Research issues: On the research front the committee has laid bare the lack of processes and absence of due diligence within the ICAR establishment in how project proposals are written and tasks delegated and finally the project executed. The report has pointed out how the ICAR lacks capabilities on many fronts but pretends to have them; for example in this case a scientist who admitted to not having a certain capability was allocated that critical task, thereby jeopardising the safety of the product. The committee also pointed out that the project was “poorly planned” and lacked supervision from the project head and the institution heads despite this being considered “a project of national importance”.

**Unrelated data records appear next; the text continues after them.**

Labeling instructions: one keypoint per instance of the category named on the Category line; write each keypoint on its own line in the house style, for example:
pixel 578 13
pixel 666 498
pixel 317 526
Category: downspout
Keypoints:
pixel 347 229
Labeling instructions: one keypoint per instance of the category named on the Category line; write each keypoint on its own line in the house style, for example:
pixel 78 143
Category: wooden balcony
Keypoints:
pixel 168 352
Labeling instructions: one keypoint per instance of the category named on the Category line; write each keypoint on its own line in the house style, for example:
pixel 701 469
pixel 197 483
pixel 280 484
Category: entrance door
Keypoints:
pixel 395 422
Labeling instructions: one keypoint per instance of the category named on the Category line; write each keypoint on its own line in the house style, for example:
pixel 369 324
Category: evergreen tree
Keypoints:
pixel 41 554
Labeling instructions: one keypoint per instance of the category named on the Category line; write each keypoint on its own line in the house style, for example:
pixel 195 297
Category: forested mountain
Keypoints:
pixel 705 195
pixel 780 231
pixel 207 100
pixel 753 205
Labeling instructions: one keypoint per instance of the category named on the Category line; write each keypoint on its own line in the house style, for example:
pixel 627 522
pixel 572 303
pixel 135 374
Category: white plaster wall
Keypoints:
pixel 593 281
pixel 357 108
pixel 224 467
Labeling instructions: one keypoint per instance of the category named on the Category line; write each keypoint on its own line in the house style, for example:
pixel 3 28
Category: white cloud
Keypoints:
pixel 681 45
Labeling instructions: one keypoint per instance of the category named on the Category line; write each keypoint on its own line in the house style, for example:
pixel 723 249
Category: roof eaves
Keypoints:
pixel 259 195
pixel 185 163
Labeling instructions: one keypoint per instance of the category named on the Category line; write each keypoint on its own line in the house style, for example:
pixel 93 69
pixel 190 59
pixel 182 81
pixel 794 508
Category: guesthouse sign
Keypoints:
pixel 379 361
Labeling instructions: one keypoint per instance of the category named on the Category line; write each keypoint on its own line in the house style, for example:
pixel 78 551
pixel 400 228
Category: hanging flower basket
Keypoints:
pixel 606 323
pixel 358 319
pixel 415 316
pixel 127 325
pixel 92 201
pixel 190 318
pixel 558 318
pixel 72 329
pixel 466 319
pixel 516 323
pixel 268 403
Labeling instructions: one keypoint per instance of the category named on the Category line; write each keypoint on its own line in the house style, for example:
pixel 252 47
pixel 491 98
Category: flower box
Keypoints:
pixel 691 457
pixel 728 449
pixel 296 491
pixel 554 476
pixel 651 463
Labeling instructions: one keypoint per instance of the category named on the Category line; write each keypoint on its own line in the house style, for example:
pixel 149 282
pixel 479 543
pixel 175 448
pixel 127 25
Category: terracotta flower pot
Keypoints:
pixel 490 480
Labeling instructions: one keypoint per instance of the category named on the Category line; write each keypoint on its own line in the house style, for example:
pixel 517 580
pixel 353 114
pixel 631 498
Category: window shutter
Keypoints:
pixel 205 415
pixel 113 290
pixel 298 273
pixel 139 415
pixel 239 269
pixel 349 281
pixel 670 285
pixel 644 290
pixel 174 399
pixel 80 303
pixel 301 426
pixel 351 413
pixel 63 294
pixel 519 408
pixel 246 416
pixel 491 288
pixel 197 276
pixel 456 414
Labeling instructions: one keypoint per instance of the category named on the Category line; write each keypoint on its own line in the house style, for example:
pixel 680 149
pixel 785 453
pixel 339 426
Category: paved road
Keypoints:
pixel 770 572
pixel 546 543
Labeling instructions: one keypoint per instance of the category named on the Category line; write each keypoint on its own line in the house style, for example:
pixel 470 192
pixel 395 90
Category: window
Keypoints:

Institutional and other issues: Equally egregious were the failings on the institutional and ethical fronts. ICAR blatantly disregarded the Material Transfer Agreement (MTA) signed by its scientists and claimed somebody else’s materials. In addition it compelled its own scientists to remove the name of the original developer of the construct disregarding the MTA. The committee suggested that, “ICAR should think about not taking policy decisions of this nature that would compromise the ability of its scientists to take ethically correct decisions.” While the motives for such action remain murky, there cannot be a clearer indictment of the lack of ethics in the functioning of the ICAR system.

Regulatory issues: On the GM crop regulatory front instances of regulatory failure are piling up. The report has pointed out the clear conflicts of interest. Developers were sitting in the GEAC meeting as regulators and approved their own product! The committee expressly recommended that conflict of interest of this kind should be weeded out from the system. Molecular characterisation is a crucial and primary component of the biosafety testing regime – the scientists here got away undetected with the Monsanto event in their product!